Michael Boswell, chief executive officer for Sunshine Mining Company, noted that Sunshine recently concluded a contract with unionized employees which “defines labor costs in terms of silver.” Striking miners agreed to a settlement package which will see their wages capped and a profit sharing plan initiated after the maximum wage level is reached.

With 37 million oz of proven reserves, he was hopeful the Sunshine mine would become the “best silver mine in the United States.” Cash costs are now $5.25 (US) per oz and he said a restructuring program last summer left the company with $85 million in cash, long-term debt of $8 million, and a debt-to-equity ratio of 1:1.3.

Boswell said he wanted to expand the company’s gold producing capabilities and he felt it could be the time to acquire additional silver and gold reserves.

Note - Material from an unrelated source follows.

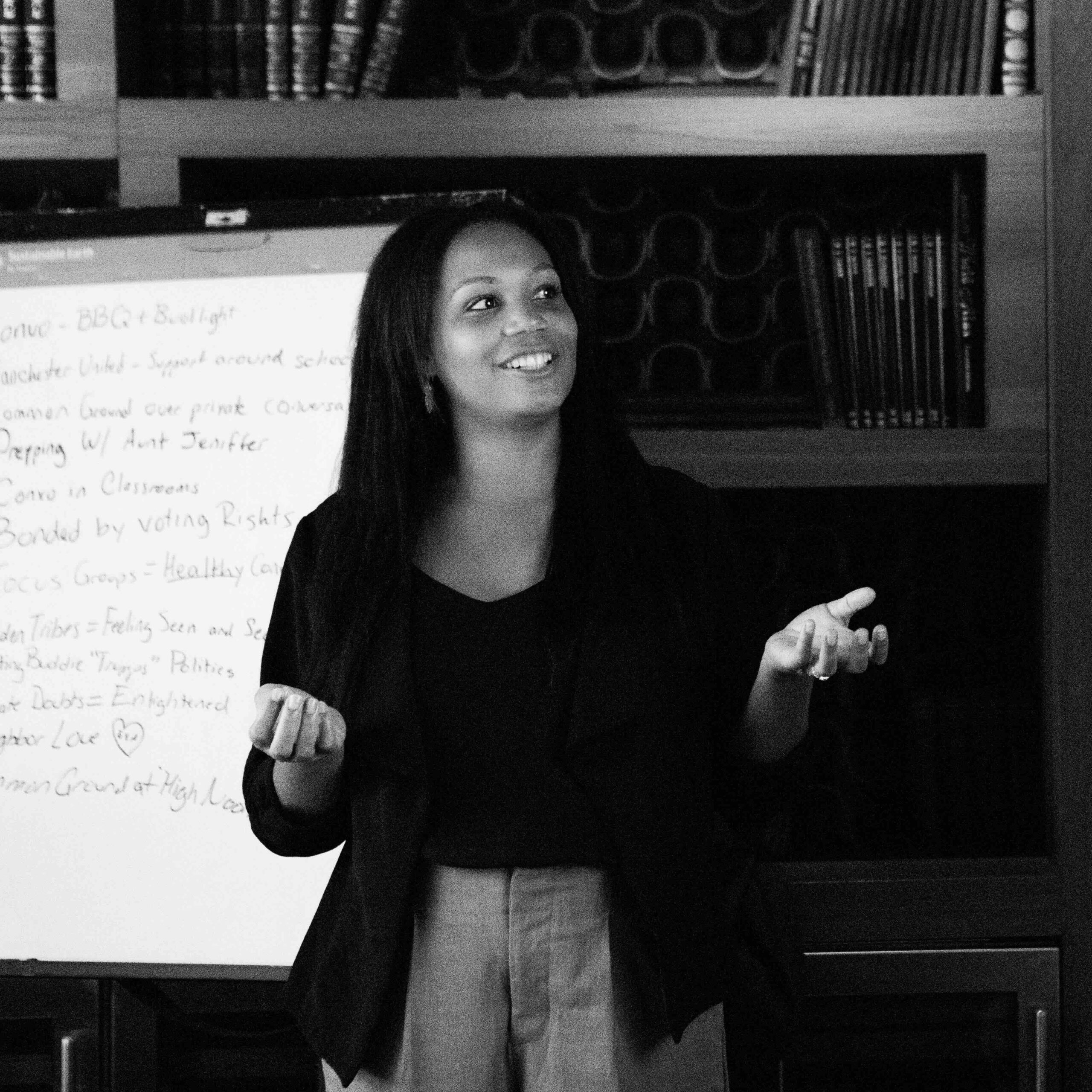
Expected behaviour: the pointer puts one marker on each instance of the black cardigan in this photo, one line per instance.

Hecla Mining Company President Arthur Brown pointed out that his company was active in 12 U.S. states and several Canadian provinces. Cash costs for its Republic mine were $100(US) per oz of gold and mine life is about seven years, he told the gathering.

“The Republic unit in Washington State has been our best performer and we hope to expand production there in the future,” he said.

The Lucky Friday mine near Mullan, Idaho was re-opened in June 1987 after the signing of a new labor contract which significantly reduced labor costs; workers were also put on a profit sharing plan and a commitment was made to change the mining method to underhand longwall stoping. Hecla is targeting a cash cost of $5 per oz silver for the operation.

Brown said that Hecla was vigorously pursuing feasibility work on its Thor Lake beryllium property near Yellowknife, N.W.T. The property also contains significant amounts of yttrium, rare earths, niobium, and tantalum.

“We should have something on that by mid-1989,” he concluded. Hecla is also looking at the purchase of Musto Explorations dormant Apex mine in Idaho, a small gallium-germanium producer.

Echo Bay Mines Chairman Robert Calman, described how his company made $29 million by forward selling silver from its Port Radium, N.W.T. mining operation in the late 1970s. He expressed gratitude to the Hunt Brothers who managed to corner the market long enough for Echo Bay to turn a handsome profit.( They ended up buying Lupin with the money). Calman predicted that Echo Bay would produce about 550,000 oz gold this year at a cash cost of $220(US). Commenting on the gold price, he suggested that forward selling and gold loans were responsible for the recent price weakness.

Pegasus Gold President James Foreman noted that his company operated some of the lowest grade gold mines in the world. Indeed, the average grade for its operations is about 0.024 oz gold per ton. Gold production this year is expected to be 270,000 oz and 250,000 in 1989, he added.